Initial Public Offer opens on Wednesday, December 6, 2017* and closes on Friday, December 8, 2017 Price Band: Rs. 660 to Rs. 664 per Equity Share

*The Anchor Investor Bid/Offer Period shall be one Working Day prior to the Bid/Offer Opening Date, being, Tuesday, December 5, 2017.




Mumbai, November 29, 2017: Future Supply Chain Solutions Limited (the “Company”) proposes to open on Wednesday, December 6, 2017, an initial public offering of up to 9,784,570 equity shares of face value of Rs. 10 each (“Equity Shares”) for cash at a premium (the “Offer”) through an offer for sale of up to 7,827,656 Equity Shares by Griffin Partners Limited (the “Investor Selling Shareholder”) and up to 1,956,914 Equity Shares by the Company’s Promoter, Future Enterprises Limited (the “Promoter Selling Shareholder”, together with the Investor Selling Shareholder, the “Selling Shareholders”). The Offer closes on Friday, December 8, 2017. The Offer would constitute up to 24.43% of the post-Offer paid-up Equity Share Capital. The Anchor Investor Bid/Issue Period, shall be one Working Day prior to the Bid/Issue Opening Date, being, December 5, 2017.

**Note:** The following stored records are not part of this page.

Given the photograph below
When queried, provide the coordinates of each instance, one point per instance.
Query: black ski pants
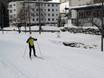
(30, 51)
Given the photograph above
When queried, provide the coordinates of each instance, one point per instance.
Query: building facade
(33, 12)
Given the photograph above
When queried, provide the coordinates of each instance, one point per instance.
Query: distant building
(33, 14)
(4, 17)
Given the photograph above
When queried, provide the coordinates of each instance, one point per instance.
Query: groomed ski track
(59, 61)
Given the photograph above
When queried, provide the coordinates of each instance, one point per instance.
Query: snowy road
(59, 61)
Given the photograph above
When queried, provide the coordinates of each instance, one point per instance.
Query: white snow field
(57, 60)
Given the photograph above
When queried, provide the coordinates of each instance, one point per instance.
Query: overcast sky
(56, 0)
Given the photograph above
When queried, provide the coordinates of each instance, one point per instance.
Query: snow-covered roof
(84, 6)
(63, 6)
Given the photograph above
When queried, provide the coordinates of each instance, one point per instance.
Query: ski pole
(24, 51)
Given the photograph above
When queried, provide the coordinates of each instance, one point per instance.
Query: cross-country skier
(30, 41)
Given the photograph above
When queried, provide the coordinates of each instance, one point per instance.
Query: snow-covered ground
(57, 60)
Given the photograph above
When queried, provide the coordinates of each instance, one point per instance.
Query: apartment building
(33, 12)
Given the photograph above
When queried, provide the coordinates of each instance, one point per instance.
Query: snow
(58, 61)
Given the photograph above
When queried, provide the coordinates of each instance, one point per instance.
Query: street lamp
(102, 27)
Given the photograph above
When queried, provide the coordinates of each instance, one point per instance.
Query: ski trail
(12, 69)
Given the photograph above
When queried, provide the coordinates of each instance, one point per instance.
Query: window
(52, 4)
(52, 19)
(48, 4)
(48, 19)
(56, 5)
(10, 6)
(36, 9)
(48, 9)
(56, 14)
(14, 9)
(37, 19)
(52, 9)
(52, 14)
(10, 11)
(13, 4)
(48, 14)
(33, 19)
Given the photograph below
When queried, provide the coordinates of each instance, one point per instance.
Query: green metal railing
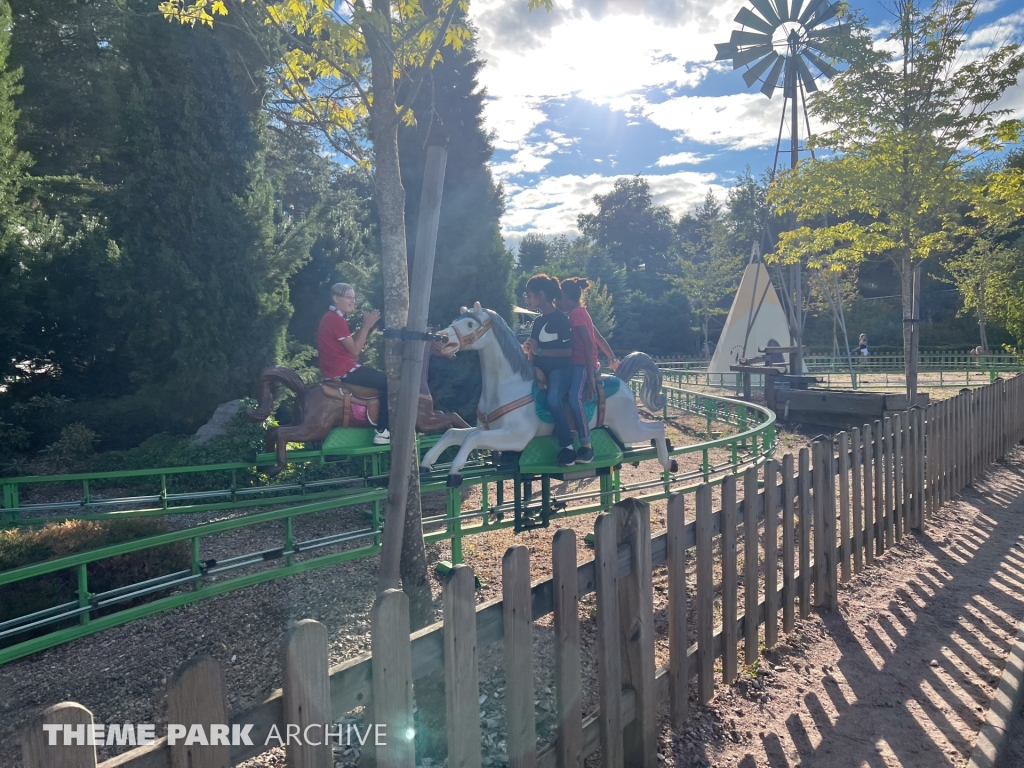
(927, 360)
(751, 442)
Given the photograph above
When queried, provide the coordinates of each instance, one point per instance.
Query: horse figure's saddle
(605, 388)
(363, 404)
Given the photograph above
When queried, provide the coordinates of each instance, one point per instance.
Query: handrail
(756, 437)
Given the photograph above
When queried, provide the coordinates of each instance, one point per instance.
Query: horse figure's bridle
(473, 336)
(482, 419)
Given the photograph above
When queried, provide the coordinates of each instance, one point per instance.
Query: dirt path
(903, 674)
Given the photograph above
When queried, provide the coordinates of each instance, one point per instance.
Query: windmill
(779, 47)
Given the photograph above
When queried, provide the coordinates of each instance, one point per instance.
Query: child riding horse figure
(508, 418)
(349, 394)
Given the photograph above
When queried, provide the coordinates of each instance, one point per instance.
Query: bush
(77, 442)
(24, 547)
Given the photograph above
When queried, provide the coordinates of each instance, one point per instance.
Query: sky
(596, 90)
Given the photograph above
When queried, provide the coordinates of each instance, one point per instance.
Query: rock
(217, 425)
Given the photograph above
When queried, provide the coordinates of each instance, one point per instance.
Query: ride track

The Price Band for the Offer is fixed from Rs. 660 to Rs. 664 per Equity Share.

Bids can be made for a minimum lot of 22 Equity Shares and in multiples of 22 Equity Shares thereafter.

The Equity Shares are being offered through the Red Herring Prospectus dated November 27, 2017 (the “RHP”) and are proposed to be listed on the BSE Limited (“BSE”) and the National Stock Exchange of India Limited (“NSE”).

The Global Co-ordinators & Book Running Lead Managers ("GCBRLMs") to the Offer are Edelweiss Financial Services Limited, CLSA India Private Limited and Nomura Financial Advisory & Securities (India) Private Limited. The Book Running Lead Managers (“BRLMs”) to the Offer are IDFC Bank Limited, IIFL Holdings Limited and YES Securities (India) Limited.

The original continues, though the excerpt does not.